The Knotcracker combines dance and theater to share the story of Little Miss Steps, a girl who eagerly but futilely tries to fit in. Liz Sexe returns to play her, and brings an openness and innocence to the role. She’s in turns curious and observant, bold and then timid, as she travels through diverse scenes, meets different characters and strives to find where she belongs.
Several highlights from last year remain—the slightly frightening group of dancers clad in black costumes who reject Miss Steps, the funny, frenzied girls doing yoga to “Flight of the Bumblebee,” the water-squirting “Aqueducks” and a guest artist from Cycropia Aerial Dance.
But new high points emerge, too. A dancer cleaning the floor during intermission quickly started the second half of the program when she handed the mop to Sexe and performed like a speed skater to Aaron Copland’s “Fanfare for the Common Man.” Rachel Krinsky is fantastic in this scene, and elsewhere throughout the performance, such as when she and Nicole Roerick join Sexe and Li Chiao-Ping in a forceful scene set to Yid Vicious’ “Nokh a Gleyzl Vayn.”
It’s always a joy to watch Li. She’s strong and captivating and sets off the dancers with which she shares the stage. And it’s a pleasure to see what a diverse production she’s created with The Knotcracker.
The production feels more nuanced this year. Perhaps having a bit of familiarity with it allows the viewer to take in the quieter details, pick up the more subtle movements, better appreciate the beautiful moments.

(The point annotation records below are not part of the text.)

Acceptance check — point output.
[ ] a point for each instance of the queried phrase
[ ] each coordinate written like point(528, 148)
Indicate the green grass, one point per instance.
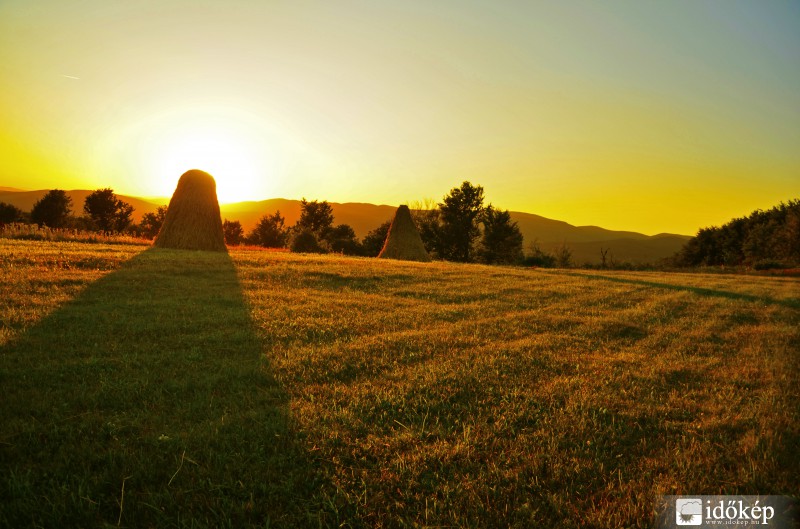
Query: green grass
point(159, 388)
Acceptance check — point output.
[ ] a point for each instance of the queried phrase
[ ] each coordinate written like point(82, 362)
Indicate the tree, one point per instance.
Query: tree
point(269, 232)
point(233, 232)
point(502, 241)
point(459, 215)
point(316, 217)
point(304, 241)
point(373, 242)
point(53, 209)
point(9, 213)
point(342, 239)
point(564, 256)
point(151, 222)
point(107, 211)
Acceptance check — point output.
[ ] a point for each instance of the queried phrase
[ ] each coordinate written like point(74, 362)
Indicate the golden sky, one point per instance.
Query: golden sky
point(646, 116)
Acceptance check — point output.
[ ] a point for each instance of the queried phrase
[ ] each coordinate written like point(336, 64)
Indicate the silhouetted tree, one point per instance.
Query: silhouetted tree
point(604, 256)
point(304, 241)
point(373, 242)
point(342, 239)
point(763, 239)
point(564, 256)
point(459, 215)
point(151, 222)
point(270, 232)
point(316, 217)
point(502, 241)
point(538, 257)
point(233, 232)
point(107, 211)
point(10, 213)
point(53, 209)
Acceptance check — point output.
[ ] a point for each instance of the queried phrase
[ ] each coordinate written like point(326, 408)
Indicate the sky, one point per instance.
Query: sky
point(647, 116)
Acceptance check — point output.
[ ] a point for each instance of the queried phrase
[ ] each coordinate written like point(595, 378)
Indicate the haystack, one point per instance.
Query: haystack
point(193, 221)
point(403, 240)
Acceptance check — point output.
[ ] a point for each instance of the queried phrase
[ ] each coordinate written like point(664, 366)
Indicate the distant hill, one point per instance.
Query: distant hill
point(584, 241)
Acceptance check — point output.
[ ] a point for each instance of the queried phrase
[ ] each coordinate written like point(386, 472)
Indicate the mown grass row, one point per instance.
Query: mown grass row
point(287, 390)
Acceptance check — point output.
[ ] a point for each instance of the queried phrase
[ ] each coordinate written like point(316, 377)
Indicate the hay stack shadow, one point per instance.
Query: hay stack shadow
point(403, 240)
point(193, 221)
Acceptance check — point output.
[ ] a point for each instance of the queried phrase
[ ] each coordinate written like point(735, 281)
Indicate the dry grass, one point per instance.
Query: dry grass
point(193, 221)
point(389, 393)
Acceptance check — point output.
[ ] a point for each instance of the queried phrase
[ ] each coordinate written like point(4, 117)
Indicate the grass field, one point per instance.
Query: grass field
point(158, 388)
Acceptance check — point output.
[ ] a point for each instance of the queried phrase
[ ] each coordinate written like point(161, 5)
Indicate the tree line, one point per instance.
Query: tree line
point(460, 228)
point(762, 240)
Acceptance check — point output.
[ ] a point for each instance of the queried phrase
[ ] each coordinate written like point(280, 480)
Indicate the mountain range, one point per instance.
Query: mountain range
point(585, 242)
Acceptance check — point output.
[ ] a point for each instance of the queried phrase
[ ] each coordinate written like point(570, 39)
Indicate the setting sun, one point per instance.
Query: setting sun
point(222, 149)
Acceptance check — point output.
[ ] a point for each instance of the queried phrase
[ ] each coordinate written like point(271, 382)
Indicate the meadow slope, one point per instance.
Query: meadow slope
point(162, 388)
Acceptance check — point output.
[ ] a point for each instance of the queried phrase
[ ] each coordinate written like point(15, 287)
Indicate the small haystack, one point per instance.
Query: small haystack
point(193, 221)
point(403, 240)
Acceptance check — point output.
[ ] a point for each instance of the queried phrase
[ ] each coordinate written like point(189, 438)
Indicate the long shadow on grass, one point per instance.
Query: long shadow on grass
point(792, 303)
point(147, 401)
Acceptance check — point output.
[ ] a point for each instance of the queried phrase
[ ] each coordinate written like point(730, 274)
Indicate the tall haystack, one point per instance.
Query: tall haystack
point(403, 240)
point(193, 221)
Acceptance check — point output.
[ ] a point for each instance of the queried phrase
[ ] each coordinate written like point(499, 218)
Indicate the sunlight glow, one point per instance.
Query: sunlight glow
point(222, 147)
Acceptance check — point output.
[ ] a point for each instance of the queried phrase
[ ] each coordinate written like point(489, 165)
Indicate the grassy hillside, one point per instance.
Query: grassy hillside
point(585, 241)
point(146, 387)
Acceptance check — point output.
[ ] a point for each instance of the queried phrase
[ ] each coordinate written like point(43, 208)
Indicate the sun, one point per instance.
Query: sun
point(225, 148)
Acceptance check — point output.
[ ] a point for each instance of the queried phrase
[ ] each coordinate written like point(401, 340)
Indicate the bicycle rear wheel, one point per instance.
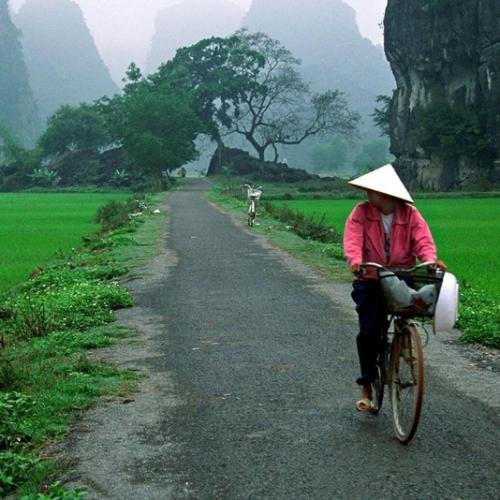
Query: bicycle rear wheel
point(406, 382)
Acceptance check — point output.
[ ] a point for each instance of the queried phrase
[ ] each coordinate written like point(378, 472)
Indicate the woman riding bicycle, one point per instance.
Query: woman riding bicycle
point(387, 230)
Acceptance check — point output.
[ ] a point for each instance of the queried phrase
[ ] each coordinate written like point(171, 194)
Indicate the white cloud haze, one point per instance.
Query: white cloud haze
point(123, 29)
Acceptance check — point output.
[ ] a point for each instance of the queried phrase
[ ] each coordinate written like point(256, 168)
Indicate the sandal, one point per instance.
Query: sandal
point(364, 405)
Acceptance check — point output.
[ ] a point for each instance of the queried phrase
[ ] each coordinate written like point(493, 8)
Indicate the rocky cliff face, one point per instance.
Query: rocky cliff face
point(18, 111)
point(63, 62)
point(451, 49)
point(324, 35)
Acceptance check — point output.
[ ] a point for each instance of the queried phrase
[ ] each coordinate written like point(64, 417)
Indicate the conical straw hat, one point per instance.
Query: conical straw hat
point(384, 180)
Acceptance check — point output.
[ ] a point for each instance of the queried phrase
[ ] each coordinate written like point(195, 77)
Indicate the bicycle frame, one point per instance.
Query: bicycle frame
point(400, 365)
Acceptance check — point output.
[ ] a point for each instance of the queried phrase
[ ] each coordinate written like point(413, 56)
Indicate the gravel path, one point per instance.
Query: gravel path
point(250, 392)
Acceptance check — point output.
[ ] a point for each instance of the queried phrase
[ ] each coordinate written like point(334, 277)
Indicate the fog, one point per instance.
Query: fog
point(123, 29)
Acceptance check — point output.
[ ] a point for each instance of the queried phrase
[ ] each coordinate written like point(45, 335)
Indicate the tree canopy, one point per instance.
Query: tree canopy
point(154, 121)
point(74, 128)
point(248, 84)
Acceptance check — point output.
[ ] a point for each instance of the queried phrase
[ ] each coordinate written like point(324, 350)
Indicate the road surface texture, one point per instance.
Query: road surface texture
point(250, 392)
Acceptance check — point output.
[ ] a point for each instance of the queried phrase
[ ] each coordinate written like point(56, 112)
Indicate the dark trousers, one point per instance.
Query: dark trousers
point(370, 307)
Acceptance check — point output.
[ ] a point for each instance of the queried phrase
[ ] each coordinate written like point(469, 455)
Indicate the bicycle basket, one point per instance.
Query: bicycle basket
point(412, 293)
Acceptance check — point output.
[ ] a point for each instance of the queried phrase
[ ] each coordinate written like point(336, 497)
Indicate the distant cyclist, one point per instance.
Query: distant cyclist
point(253, 195)
point(388, 230)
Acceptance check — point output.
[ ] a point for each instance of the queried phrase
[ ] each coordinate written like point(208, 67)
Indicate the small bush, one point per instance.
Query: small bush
point(113, 215)
point(334, 251)
point(14, 470)
point(15, 407)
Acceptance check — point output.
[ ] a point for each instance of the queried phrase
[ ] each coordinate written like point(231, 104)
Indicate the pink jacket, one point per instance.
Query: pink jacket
point(410, 237)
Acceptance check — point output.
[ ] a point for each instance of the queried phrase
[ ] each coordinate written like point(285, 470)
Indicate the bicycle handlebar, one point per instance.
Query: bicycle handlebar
point(428, 263)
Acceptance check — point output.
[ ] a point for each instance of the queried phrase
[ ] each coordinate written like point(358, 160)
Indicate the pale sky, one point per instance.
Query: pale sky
point(127, 26)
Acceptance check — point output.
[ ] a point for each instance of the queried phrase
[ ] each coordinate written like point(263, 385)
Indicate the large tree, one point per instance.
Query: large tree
point(218, 72)
point(284, 110)
point(248, 84)
point(74, 128)
point(154, 121)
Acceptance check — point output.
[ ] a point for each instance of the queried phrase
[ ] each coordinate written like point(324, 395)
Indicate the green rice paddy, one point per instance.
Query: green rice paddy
point(34, 227)
point(466, 231)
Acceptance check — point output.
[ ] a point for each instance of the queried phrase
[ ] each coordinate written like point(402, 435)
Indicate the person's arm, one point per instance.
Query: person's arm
point(423, 244)
point(353, 239)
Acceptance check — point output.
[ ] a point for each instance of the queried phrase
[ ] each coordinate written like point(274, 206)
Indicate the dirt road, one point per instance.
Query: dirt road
point(250, 392)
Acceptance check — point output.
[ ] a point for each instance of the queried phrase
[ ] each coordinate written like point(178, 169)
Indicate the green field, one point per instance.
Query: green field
point(466, 231)
point(36, 226)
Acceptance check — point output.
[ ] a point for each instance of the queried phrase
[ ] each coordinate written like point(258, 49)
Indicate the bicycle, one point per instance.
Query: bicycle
point(253, 195)
point(400, 362)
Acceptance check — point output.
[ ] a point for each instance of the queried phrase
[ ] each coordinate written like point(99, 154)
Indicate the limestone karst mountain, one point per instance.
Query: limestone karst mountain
point(446, 63)
point(18, 111)
point(325, 36)
point(62, 59)
point(188, 22)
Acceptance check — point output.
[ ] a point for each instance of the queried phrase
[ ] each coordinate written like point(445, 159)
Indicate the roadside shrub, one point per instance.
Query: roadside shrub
point(14, 408)
point(76, 306)
point(114, 214)
point(304, 226)
point(15, 469)
point(57, 492)
point(31, 319)
point(9, 376)
point(334, 251)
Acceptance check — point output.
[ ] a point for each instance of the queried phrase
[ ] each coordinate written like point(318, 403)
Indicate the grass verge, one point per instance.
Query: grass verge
point(49, 326)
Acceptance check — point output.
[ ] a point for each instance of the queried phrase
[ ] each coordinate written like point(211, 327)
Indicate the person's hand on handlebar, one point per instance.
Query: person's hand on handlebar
point(356, 268)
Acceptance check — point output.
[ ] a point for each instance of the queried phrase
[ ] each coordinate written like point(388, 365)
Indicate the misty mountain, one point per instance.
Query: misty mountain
point(188, 22)
point(18, 111)
point(325, 36)
point(63, 62)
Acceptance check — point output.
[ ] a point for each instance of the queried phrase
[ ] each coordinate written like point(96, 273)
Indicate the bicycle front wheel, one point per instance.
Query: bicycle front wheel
point(406, 382)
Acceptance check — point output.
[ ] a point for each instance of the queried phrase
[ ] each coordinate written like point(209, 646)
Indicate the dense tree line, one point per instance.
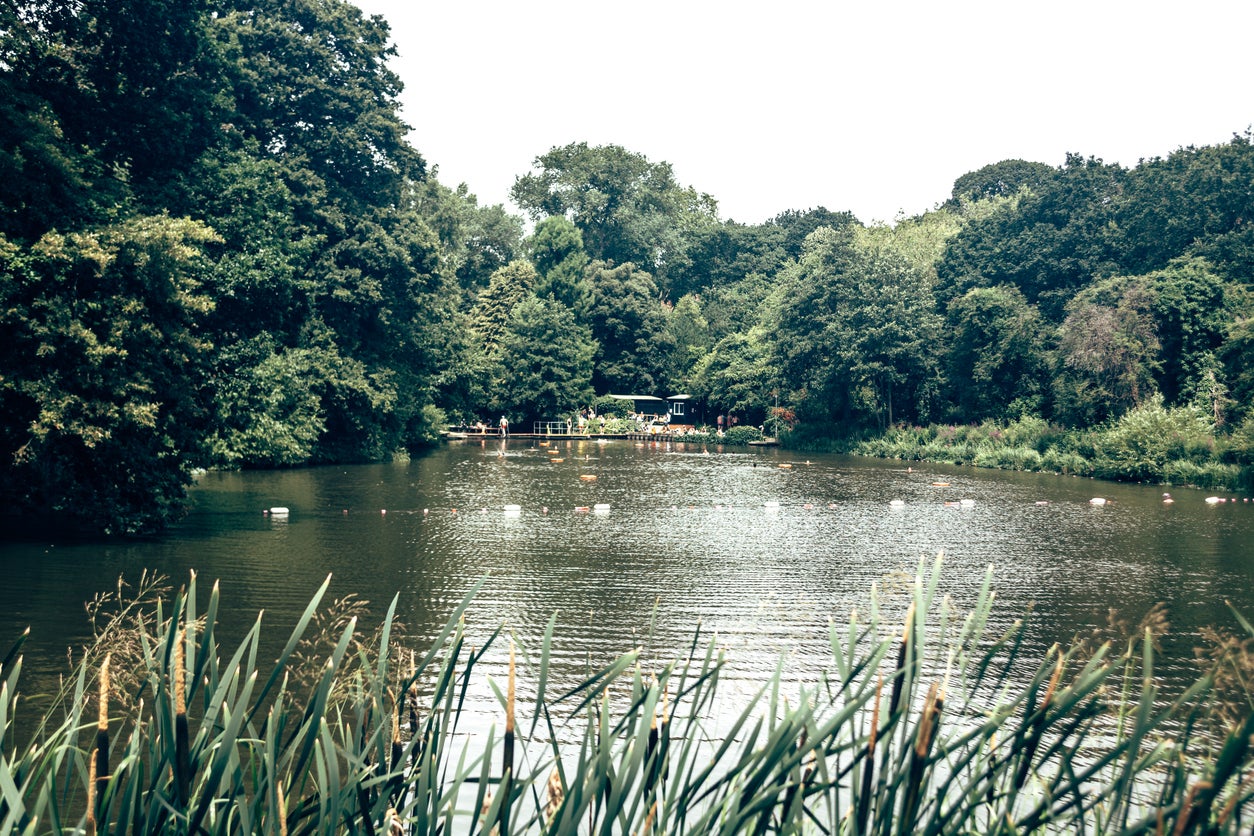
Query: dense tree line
point(218, 248)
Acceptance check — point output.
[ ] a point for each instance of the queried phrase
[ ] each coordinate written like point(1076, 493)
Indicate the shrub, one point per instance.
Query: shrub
point(741, 434)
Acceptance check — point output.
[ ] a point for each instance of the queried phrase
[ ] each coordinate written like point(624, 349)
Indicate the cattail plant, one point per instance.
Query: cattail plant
point(995, 743)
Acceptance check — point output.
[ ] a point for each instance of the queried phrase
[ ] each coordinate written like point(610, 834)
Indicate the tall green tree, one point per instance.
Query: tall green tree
point(1107, 352)
point(102, 409)
point(475, 240)
point(1055, 240)
point(544, 366)
point(559, 260)
point(627, 208)
point(628, 325)
point(857, 334)
point(508, 286)
point(996, 360)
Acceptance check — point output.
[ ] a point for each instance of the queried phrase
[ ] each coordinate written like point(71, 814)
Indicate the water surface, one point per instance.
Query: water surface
point(687, 542)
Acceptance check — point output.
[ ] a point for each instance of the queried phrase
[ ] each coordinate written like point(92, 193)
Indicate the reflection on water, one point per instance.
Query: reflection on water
point(724, 540)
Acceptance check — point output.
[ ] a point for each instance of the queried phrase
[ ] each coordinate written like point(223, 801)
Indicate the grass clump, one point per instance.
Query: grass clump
point(929, 723)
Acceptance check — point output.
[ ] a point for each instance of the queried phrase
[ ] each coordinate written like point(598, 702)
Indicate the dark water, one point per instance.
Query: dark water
point(686, 538)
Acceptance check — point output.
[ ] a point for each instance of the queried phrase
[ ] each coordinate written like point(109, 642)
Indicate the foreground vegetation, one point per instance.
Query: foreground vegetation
point(220, 250)
point(928, 725)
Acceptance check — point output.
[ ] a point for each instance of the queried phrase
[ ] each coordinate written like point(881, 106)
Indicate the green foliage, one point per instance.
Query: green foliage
point(99, 392)
point(612, 406)
point(1107, 352)
point(509, 286)
point(1144, 440)
point(741, 434)
point(997, 354)
point(944, 726)
point(857, 332)
point(628, 325)
point(627, 208)
point(1051, 242)
point(735, 375)
point(1001, 179)
point(475, 241)
point(544, 367)
point(559, 260)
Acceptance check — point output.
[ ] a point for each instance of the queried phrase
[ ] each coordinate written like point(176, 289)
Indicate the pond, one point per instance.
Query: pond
point(760, 545)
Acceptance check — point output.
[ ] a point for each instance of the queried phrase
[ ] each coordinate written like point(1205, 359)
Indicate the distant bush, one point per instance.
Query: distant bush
point(1151, 443)
point(741, 435)
point(612, 406)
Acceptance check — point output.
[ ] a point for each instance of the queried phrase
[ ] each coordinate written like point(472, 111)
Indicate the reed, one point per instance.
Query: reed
point(932, 727)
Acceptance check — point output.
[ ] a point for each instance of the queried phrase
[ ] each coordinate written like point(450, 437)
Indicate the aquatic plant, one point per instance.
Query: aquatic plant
point(933, 723)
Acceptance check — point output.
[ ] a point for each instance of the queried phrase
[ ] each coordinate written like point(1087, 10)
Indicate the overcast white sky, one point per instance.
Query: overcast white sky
point(873, 107)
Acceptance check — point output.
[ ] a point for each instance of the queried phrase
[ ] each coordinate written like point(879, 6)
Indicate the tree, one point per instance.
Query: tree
point(735, 376)
point(1001, 179)
point(100, 396)
point(1193, 308)
point(689, 332)
point(559, 260)
point(544, 369)
point(1055, 240)
point(997, 366)
point(477, 240)
point(310, 82)
point(1107, 352)
point(628, 325)
point(627, 208)
point(505, 290)
point(857, 334)
point(1196, 202)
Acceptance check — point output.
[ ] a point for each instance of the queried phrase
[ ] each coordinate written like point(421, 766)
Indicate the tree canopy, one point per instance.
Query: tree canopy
point(218, 248)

Li writes in the program notes that creating The Knotcracker nearly two years ago led her on a journey of “trying to figure out how to find my self inside of this world, where conformity is valued.” Ultimately, the lesson is that being oneself is more of a comfort than being accepted by a group.
But the production takes the idea a step further. Li also writes, “Wrapped up in this program meant to delight and entertain is a wish for mutual respect and acceptance of differences.” She puts the notion into practice by casting not only trained dancers but also community dancers and members of the Zhong Yi Kung Fu Association, all of whom come together in the finale.
If you haven’t yet seen the production—or even if you have last year—treat yourself to this contemporary holiday tradition in the making.